Traditional shared hosting has always suffered from the “bad neighbor problem”: your site runs fine until another user on the machine decides to encode 20 video files and all of the sudden your site is very sluggish.
That problem is now history on our centos6 servers thanks to a relatively unknown feature recently added to the linux kernel: cgroups.
cgroups allow admins to define various groups and various rules for which processes should go into which groups. Each group can then be allocated various resources or resource priorities relative to other groups.
Here is how cgroups get rid of the traditional “bad neighbor problem” in shared hosting:
- Imagine a CPU-intensive script called “cpu-eater”

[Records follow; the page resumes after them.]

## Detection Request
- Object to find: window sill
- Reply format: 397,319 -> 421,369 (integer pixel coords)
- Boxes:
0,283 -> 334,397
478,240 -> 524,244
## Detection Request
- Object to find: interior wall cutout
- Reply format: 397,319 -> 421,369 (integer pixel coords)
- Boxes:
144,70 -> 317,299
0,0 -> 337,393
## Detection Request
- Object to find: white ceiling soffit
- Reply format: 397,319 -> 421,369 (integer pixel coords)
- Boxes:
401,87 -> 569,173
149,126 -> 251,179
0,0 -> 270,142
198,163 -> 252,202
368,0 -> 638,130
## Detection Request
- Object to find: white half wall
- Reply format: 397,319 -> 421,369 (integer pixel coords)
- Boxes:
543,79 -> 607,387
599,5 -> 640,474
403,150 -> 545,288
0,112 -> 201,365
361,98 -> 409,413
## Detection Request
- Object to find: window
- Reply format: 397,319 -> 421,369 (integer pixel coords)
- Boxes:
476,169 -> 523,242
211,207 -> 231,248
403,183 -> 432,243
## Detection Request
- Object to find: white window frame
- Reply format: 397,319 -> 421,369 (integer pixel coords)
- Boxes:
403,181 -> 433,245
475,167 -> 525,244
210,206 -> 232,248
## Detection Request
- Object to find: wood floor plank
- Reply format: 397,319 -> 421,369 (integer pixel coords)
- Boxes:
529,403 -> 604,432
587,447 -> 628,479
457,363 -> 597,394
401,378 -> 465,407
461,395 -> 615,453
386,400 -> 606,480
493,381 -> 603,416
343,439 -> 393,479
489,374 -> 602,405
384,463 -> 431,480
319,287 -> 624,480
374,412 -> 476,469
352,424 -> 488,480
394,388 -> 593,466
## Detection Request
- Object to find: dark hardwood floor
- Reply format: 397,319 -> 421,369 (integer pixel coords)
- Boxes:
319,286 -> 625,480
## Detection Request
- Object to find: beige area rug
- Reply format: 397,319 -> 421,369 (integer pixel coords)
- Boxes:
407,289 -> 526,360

- Imagine that user A runs 3 instances of the script (process 1, 2 and 3) and users B and C each run one instance of that script (process 4 and 5)

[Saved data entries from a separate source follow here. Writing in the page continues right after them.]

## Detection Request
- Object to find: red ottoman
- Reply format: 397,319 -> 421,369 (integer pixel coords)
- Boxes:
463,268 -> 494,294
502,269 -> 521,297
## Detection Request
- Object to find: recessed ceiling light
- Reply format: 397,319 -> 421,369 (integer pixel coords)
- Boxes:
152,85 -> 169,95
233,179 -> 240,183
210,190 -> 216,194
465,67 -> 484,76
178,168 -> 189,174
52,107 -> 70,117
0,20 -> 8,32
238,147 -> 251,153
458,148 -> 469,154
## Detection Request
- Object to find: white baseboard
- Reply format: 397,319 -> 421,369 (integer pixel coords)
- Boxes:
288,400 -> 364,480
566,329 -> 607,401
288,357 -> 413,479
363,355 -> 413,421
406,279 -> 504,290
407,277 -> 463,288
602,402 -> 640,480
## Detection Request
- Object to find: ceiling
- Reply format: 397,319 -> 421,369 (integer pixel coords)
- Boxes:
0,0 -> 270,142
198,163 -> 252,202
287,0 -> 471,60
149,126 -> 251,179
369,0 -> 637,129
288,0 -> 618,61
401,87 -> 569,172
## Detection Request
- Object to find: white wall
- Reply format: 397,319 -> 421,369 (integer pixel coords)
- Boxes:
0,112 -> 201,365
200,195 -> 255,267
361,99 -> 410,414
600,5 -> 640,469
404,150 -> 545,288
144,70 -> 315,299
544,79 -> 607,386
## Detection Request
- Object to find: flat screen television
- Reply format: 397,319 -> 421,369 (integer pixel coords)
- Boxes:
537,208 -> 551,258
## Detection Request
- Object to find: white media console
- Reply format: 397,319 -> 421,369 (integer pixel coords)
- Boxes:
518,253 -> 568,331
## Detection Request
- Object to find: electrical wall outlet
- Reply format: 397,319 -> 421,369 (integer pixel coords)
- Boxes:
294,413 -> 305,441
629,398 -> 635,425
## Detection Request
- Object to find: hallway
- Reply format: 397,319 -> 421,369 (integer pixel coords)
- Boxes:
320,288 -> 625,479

- Without cgroups each of these 5 processes gets allocated the same amount of CPU (20% each if all the CPU power is available) which means that user A gets 60% in total and user B and C get 20% each. User A is being a bad neighbor and that’s not fair to users B and C.

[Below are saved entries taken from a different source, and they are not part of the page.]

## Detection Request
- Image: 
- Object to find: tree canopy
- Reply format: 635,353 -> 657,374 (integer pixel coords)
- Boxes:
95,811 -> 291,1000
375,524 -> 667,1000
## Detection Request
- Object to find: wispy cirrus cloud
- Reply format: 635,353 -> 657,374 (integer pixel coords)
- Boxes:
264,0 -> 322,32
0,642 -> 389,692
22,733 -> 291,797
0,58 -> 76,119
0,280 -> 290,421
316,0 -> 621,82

- With cgroups we can configure it so that each user gets their own cgroup and all of a user’s processes go in that user’s cgroup. We then configure it so that all cgroups have the same CPU priority. This means that users A, B and C each get 33.3% of the CPU to run their “cpu-eater” scripts which is fair.
Note that cgroups keep all the CPU power available to processes who want it: if there are only two CPU-intensive processes on the machine they’ll get 50% CPU each. If there is only one CPU-intensive process on the machine it’ll get 100% CPU.
Also, this example mentions CPU usage but cgroups can do the same for disk IOs and network IOs.
We’ve been running cgroups on all of our Centos6 servers for a few months and we’ve seen great results! No longer can a single user affect all other users on the machine.